Highly knowledgeable sales reps are more important than ever, as customers can get rudimentary information by searching online. The era of simple answers is over, says Shapiro.
We live in a complex society and it’s essential to size up a customer’s needs and match them with the right service or product offering. Apple’s Genius bar is a prominent example of a company hiring employees who are obsessed and knowledgeable about its products.
6 — Don’t Tell Me “No”
As bad as hearing “no” to your questions the unresponsive “I don’t know” from a customer representative is a close second.
When automated response systems don’t enable a customer to reach a live agent, the company is communicating a message of “no.”
Instead of “no,” tell your customers what you can do, not what you can’t do. Offer solutions to their problems. Listening and acknowledging a customer’s unhappiness is the first step in demonstrating that you care and value the relationship.
7 — Invite Me to Return
Repeat business is the lifeblood of an organization.
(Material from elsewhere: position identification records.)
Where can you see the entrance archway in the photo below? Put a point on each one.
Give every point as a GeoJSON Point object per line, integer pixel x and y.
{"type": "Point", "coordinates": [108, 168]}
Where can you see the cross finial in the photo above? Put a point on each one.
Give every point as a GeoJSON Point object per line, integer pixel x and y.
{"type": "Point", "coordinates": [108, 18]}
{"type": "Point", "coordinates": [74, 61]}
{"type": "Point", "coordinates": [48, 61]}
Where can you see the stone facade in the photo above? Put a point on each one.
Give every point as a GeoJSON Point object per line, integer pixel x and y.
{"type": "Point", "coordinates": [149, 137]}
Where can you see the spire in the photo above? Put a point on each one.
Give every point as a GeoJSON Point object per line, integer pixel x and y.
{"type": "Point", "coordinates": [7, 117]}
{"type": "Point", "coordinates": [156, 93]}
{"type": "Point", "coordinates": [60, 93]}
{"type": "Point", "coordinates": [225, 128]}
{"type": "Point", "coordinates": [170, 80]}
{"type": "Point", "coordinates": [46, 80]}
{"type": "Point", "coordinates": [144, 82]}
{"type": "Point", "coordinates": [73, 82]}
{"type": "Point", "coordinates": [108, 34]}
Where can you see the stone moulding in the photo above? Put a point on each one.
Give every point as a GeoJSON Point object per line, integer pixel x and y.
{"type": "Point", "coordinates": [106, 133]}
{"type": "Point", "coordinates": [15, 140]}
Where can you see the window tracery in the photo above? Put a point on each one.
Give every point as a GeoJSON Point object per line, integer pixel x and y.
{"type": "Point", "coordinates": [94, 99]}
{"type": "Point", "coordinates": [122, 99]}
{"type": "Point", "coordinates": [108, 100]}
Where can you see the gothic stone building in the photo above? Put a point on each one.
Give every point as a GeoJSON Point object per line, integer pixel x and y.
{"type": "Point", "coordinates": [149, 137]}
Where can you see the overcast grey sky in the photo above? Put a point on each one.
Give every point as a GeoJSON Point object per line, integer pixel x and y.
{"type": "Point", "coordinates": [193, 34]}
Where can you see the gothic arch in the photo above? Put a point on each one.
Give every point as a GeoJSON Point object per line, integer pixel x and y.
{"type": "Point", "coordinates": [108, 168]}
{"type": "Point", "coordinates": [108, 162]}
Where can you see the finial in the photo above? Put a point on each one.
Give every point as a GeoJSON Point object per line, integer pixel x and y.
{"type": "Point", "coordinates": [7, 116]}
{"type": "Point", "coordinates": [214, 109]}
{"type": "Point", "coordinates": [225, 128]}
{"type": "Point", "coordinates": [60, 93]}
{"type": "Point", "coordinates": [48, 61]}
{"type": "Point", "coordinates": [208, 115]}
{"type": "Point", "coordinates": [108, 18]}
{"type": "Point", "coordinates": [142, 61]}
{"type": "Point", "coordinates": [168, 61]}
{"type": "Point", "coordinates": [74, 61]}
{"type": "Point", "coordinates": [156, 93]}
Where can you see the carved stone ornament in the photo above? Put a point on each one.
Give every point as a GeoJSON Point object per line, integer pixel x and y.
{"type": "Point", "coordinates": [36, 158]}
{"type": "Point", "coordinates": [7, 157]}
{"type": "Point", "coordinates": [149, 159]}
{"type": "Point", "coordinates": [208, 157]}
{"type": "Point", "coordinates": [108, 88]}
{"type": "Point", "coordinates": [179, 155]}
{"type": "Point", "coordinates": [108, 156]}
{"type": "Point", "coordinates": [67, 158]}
Even a simple “look forward to seeing you again” leaves the customer with a good feeling.
Make it personal. Shapiro gives the example of a spa owner who always says to every client, “Please come back.” Instead, he suggested she say, “I want to see you again it.” A customer’s feelings of loyalty naturally develop toward a person and not the business.
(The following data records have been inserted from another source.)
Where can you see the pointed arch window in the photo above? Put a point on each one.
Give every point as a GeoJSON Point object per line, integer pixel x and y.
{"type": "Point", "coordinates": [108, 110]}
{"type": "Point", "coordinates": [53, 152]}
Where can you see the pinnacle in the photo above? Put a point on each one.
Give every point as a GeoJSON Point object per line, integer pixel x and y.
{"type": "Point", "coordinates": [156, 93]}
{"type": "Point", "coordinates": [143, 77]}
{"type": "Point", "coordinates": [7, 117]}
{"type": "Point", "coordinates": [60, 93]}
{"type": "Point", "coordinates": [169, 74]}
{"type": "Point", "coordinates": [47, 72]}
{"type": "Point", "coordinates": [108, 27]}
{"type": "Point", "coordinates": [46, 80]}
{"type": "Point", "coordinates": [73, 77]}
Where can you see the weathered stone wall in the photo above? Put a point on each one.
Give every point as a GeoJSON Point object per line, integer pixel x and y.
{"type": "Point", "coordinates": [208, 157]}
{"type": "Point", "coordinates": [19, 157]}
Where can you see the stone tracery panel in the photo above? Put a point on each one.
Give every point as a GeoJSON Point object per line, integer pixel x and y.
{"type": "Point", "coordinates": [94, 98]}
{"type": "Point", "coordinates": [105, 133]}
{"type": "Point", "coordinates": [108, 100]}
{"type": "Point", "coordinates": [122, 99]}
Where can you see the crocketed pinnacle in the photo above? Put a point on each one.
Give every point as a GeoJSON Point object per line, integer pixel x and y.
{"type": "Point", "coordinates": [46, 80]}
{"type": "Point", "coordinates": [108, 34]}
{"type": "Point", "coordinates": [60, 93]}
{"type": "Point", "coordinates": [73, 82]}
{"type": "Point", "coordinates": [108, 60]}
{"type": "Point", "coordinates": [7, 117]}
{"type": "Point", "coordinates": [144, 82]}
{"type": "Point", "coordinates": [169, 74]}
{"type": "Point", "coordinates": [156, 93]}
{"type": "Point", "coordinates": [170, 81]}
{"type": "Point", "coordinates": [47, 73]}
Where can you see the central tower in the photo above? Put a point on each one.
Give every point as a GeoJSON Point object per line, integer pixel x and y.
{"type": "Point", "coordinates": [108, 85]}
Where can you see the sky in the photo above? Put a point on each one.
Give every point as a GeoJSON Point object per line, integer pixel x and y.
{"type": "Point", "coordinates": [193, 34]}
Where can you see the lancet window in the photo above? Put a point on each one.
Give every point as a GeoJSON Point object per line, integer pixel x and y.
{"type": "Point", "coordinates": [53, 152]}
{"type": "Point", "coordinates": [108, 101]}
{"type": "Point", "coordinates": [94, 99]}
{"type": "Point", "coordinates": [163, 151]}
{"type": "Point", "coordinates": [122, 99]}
The “I” showed a personal interest in the customer. Being invited to return makes the customer feel wanted and accepted.
8 — Show Me I Matter
After inviting a customer to return, the next most important step in the customer relationship is reaching out to express your appreciation.
Most companies are on to the next sale and don’t make the effort to thank customers for their business. Shapiro cites the personal email from Uber, car service, after a mix-up in his reservation. He received this message:
“Dear Richard, Did you mean to contact Uber Support? Please reply to this email if there were any issues we need to look into. I’ll be happy to help. Happy Ubering! All the best, Les, Uber Support.”
How much better than the usual letters we receive with the subject line in all caps PLEASE DO NOT RESPOND TO THIS EMAIL. That’s especially galling when the email is to tell us that our order has been delayed.
Fulfilling the Customer’s Journey
Making your customers feel special and expressing your appreciation for their business is so easy to do. Why don’t more companies do it? I believe it’s partly because too many companies don’t value their employees so why should their employees value their customers?
Companies don’t want to “waste money” investing in training their people to become more knowledgeable about their offerings and how to treat customers.
It’s amazing how much money goes into R&D to develop new products and services and how little money is invested in the creating delightful customer experiences.